Zero Waste Committee
The Baltimore City Council was contemplating the creation of a Zero Waste Commission. While such commission efforts have proven successful elsewhere, the SBCLT, their Zero Waste allies and some in positions of city government are calling for the creation of a unique, ad hoc Zero Waste committee in agreement on fair development principles driving Zero Waste infrastructure centered in South Baltimore. The co-equal, collaborating Zero Waste vehicle with City, Community and Institutions could be called for through a Mayoral Executive order or other relevant avenue, like an institutional sign on pledge calling for co-equal collaboration, memorialized through a mechanism like an MOU for instance. This committee would have legislative and public accountability through regular reporting, open meetings discussing progress, breakthroughs and challenges on Zero Waste projects while further advancing policy interventions with City Council. The SBCLT specifically outlines the following 5 minimum community standards during the planning and advancement of Zero Waste infrastructure, beginning with the creation of a 64-acre site in Curtis Bay:
- Clean, safe, and cost-effective operations
- A community benefits agreement
- A local hiring commitment
- A labor peace agreement
- Community representation in facility governance
Austin, TX serves as an example of what a successful, appropriate, Zero Waste city council commission can look like; important lessons can be gleamed. In 1987, the City Council followed upon its unprecedented decision to cancel a garbage incinerator, already under construction and to invest in recycling, composting and reuse. The investment returns have been $1.1 billion in economic growth and 6,300 new jobs for Austin. Imagine what this Zero Waste buy in for Baltimore could look like?
Austin then changed the name of its Department of Public Works to the Department of Resource Recovery; prepared a Zero Waste Business Plan and commissioned the construction of a Resource Recovery Park for composting, recycling or reuse companies. Austin is now at a 45 percent recycling rate and striving for much higher goals.

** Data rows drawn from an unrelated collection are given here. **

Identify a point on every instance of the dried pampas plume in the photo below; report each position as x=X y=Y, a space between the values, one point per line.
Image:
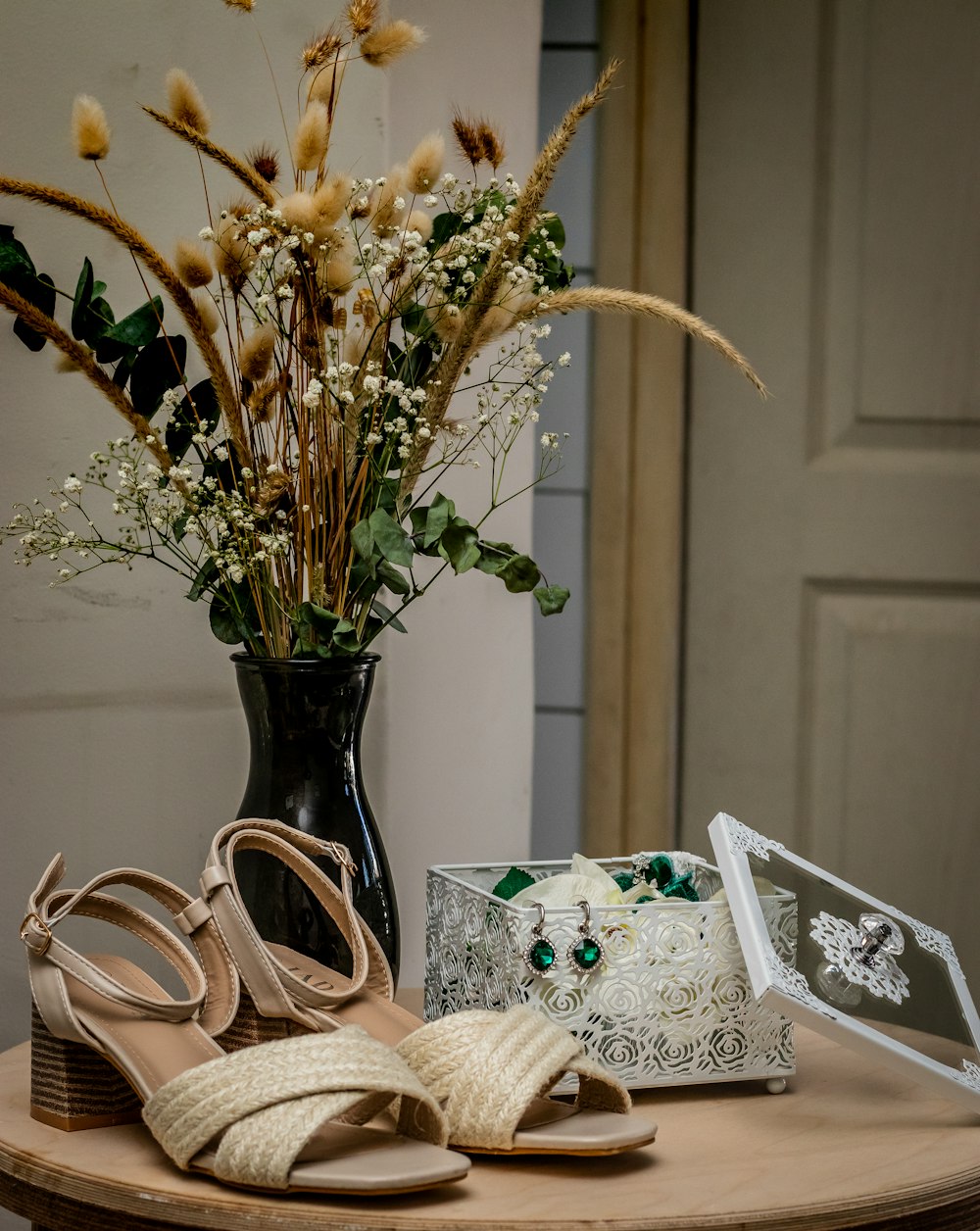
x=192 y=264
x=425 y=164
x=387 y=213
x=255 y=354
x=186 y=102
x=361 y=16
x=208 y=312
x=265 y=162
x=385 y=43
x=312 y=137
x=263 y=400
x=476 y=139
x=320 y=49
x=331 y=198
x=90 y=128
x=298 y=210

Baltimore is now primed to take the same steps, as did Austin and many other cities. Invest in Zero Waste, co-equal community co-development and an efficient local supply chain of materials to industry and agriculture. The Recycling Partnership has provided the carts through a grant to the DPW. Federal money is available to complete the investments needed for collection and processing equipment. The private sector wants to partner. The hardest decision in recycling Neil Seldman has learned is making the first initial decision to recycle; once made, common sense and entrepreneurialism takeover. The lesson carries over to recycling education for youth. Study recycling and you will never be unemployed.
Neil Seldman, Directs the Waste to Wealth Initiative (WtW) at ILSR. Toby Harris is a contract researcher for WtW and SBCLT Zero Waste ‘train the trainer’ graduate in Baltimore. ILSR advises cities, community and civic organizations and small businesses on Zero Waste and economic efficiency. ILSR worked on the Baltimore Fair Development Zero Waste Plan and was advisor to City Council members, community and business leaders in Austin, TX that led to the city’s Zero Waste program.